Kate Chopin married Jean Baptiste's youngest son, Oscar, in 1870. After living in St. Louis and New Orleans, the couple moved to Cloutierville, a small town south of Natchitoches, in 1879. Oscar purchased land and opened a small plantation and a general store, but proved to be a poor businessman and quickly found himself deep in debt. In 1882 Oscar died of complications from malaria, leaving Kate with his debts and six children to raise. Kate decided to take over her husband's business, and she managed to pay her debts within 15 months. For a time it appeared Kate could become quite successful in Cloutierville. However, the women of the village were scandalized by Kate's metropolitan habits, such as smoking and long solitary walks, and they never fully welcomed her presence. In 1884 this tension came to a head when rumors spread that Kate was having an affair with a married planter named Albert Sampite. Kate decided it was time to leave and returned to St. Louis.

  

After moving away, Kate began her writing career. Her time in Louisiana supplied her with material for both of her novels, At Fault and The Awakening. Bayou Folk, a collection of her short stories, features characters based on her neighbors in Cloutierville, and most of the stories take place in the Cane River region.

  

Not long after Kate Chopin left Cane River, Cammie Garrett Henry and her husband moved to Melrose Plantation.
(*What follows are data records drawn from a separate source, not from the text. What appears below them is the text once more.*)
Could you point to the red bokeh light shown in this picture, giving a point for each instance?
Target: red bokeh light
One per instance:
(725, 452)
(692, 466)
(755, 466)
Cammie was a college-educated woman who was bored with the lack of intellectual stimulation life on a rural pecan plantation offered. Resolving to bring culture to her doorstep, Cammie opened Melrose to artists, poets and painters from all across the nation. She also supported the Natchitoches Art Colony, which was established by Irma Sompayrac in 1926. It attracted visiting artists and professors who would often split their time between the colony and Melrose. Melrose quickly became one of the most popular artist colonies in the South, attracting such names as William Faulkner, Alberta Kinsey and William Spratling. One of Cammie's most frequent guests was famed Louisiana author Lyle Saxon. Saxon came to believe that Melrose was the only place he could write fiction, spending months at a time at the plantation throughout his adult life. While at Melrose, he completed his most famous work, Children of Strangers.

  


[photo]
Clementine Hunter murals from the African House
Photographs by James Rosenthal, courtesy of Historic American Buildings Survey

One of the most successful artists to emerge from the Melrose art colony was Clementine Hunter, an African American cook who lived and worked on the plantation. Inspired and encouraged by some of the visiting artists, Clementine began painting simple scenes of plantation life on discarded canvases, window shades and cardboard using left-over paint and donated brushes. Her colorful work captures her memories of the rural south in the first half of the 20th century. Clementine received great fame as a self-taught artist and she became the first African American to have a solo exhibit at the New Orleans Museum of Art. Clementine continued to paint in the area until 1988, when she died at the age of 101.

  

The history and culture of Natchitoches continues to be preserved in art today. Natchitoches has served as the location for three major films: The Horse Soldiers staring John Wayne, Man in the Moon staring Samuel Waterston and debuting Reese Witherspoon, and Steel Magnolias written by Natchitoches resident Robert Harling and starring Julia Roberts, Sally Field, Shirley MacLaine, Daryl Hannah, Olympia Dukakis and Dolly Parton. In recent years two historical fiction novels have been written about the Cane River region. The latest book, Isle of Canes, by Elizabeth Mills, is a dramatization of the life of Creole matriarch Marie Thérèze Coin-Coin. Cane River, by Lalita Tademy, was published in 2001 and has since gained national attention after being recognized by Oprah's Book Club.

 

Local writers, poets, painters, musicians and photographers continue the artistic heritage of the Cane River region. Their work captures the essence of life in this area in a way that can be easily shared with others around the world.